From Mav: Obviously I agree with everything Hannah and Katya said about the movie. I especially love the feminine touches that sort of pervaded it. The “hair tie” moment was literally one of my favorite little details of a film in years. I also think it’s worth thinking about some of the differences here between a male gaze and a female gaze when turned inward on other females. The movie was a prime example of this. I actually like both versions of Margot Robbie’s Harley (Suicide Squad and Birds of Prey) for different reasons because I think comparing the two shows the versatility of character at being in multiple circumstances. Harley is fascinating to me because she works equally for different reasons and sort of proves that there doesn’t necessarily need to be a total gender divide… and yet it’s also ok to cater to different groups under different circumstances.

I’d also be curious to talk a bit about the perceived “failings” of female led properties by the industry just because they don’t cross over with a small minority of very vocal incels who hate anything that threatens the status quo. Hannah mentioned Portrait of a Lady on Fire which was GREAT, but wasn’t really supposed to make a ton of money. But I’m thinking about stuff like Birds of Prey, as well as Ghostbusters (2016) and Charlie’s Angels (2019). All of which were financial failures because it was perceived that they weren’t playing towards the male gaze and being “too woke”. But really, a lot of the people complaining never saw them. Charlie’s Angels for instance is particularly funny because it totally WAS male gazey… a LOT. It just also subverted it. No one ever gave it the chance. And you even end up with stuff like Captain Marvel which some people like to pretend “failed” despite grossing over a billion bucks worldwide. There are probably plenty of other examples too.

Anyway, give us your thoughts!

1 Comment and 2 Webmentions for “Call for Comments: Birds of Prey and Women in Film”

  1. I don’t have much to add to this. I beat the Birds of Prey drum as loud as I could. Every reason people gave to not see this movie, is something the movie successfully addressed imo. But, the biggest thing I heard (and I think this movie suffered from) in terms of being a success is:

    – Confusing (but humorous) movie title, they changed it a bit but too little too late.
    – Being billed as an ensemble/team movie when it should’ve just been billed as a Harley Quinn movie. People know Harley Quinn, they don’t know Birds of Prey, and those who do would look at this film and go “That’s not the Birds of Prey or team that I know.”
    – Being a DC film and being closely related to Suicide Squad’s stink still.
    – Not convincing enough people that it WASN’T a superhero film that had them fight a super villain or any of the “big stakes” we’ve all come to expect from these.
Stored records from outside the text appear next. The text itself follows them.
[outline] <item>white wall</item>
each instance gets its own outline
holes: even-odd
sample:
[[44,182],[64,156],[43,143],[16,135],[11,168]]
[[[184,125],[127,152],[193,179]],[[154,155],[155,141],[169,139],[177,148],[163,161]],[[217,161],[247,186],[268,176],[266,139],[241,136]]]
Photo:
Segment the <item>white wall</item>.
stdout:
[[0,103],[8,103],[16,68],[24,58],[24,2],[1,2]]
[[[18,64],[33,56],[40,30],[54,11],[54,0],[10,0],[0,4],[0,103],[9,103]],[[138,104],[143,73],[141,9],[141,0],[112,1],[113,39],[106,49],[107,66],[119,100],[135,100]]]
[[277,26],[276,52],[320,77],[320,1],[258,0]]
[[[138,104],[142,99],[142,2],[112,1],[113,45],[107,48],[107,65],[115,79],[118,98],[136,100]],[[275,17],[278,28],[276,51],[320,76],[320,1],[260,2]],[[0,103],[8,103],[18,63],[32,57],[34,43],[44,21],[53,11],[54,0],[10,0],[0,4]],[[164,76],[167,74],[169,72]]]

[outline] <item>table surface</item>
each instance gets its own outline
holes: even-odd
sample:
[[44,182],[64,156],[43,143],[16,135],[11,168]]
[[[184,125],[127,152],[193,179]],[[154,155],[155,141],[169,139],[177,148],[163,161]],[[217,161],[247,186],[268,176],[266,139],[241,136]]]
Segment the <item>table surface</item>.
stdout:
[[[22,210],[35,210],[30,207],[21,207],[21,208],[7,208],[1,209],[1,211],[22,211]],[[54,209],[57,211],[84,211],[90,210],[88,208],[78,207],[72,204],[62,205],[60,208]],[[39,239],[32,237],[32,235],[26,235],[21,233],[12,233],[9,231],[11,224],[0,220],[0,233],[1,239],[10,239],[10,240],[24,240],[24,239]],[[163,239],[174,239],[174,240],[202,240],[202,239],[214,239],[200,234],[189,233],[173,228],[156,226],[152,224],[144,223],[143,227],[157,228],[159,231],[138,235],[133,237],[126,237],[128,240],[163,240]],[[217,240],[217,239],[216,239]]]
    This is a bit sidetracky and maybe for an entirely different show, but that last part I think is the biggest hurdle the genre has. Things like Logan, New Mutants (RIP, the little engine that can’t catch a damn break), Deadpool 1, Birds of Prey, Wandavision, and Dr. Strange 2 are all going to fall into this category of “Not your dad’s superhero film.” I talked with Mav about this back during Logan but marketing needs to do a better job of going “Same universe, different genre.” and remove the idea that “superhero” is just a genre of film that every DC/Marvel movie will neatly fit into. There’s a big sandbox to play in, it doesn’t always have to be about giant CG fight scenes against cosmic baddies.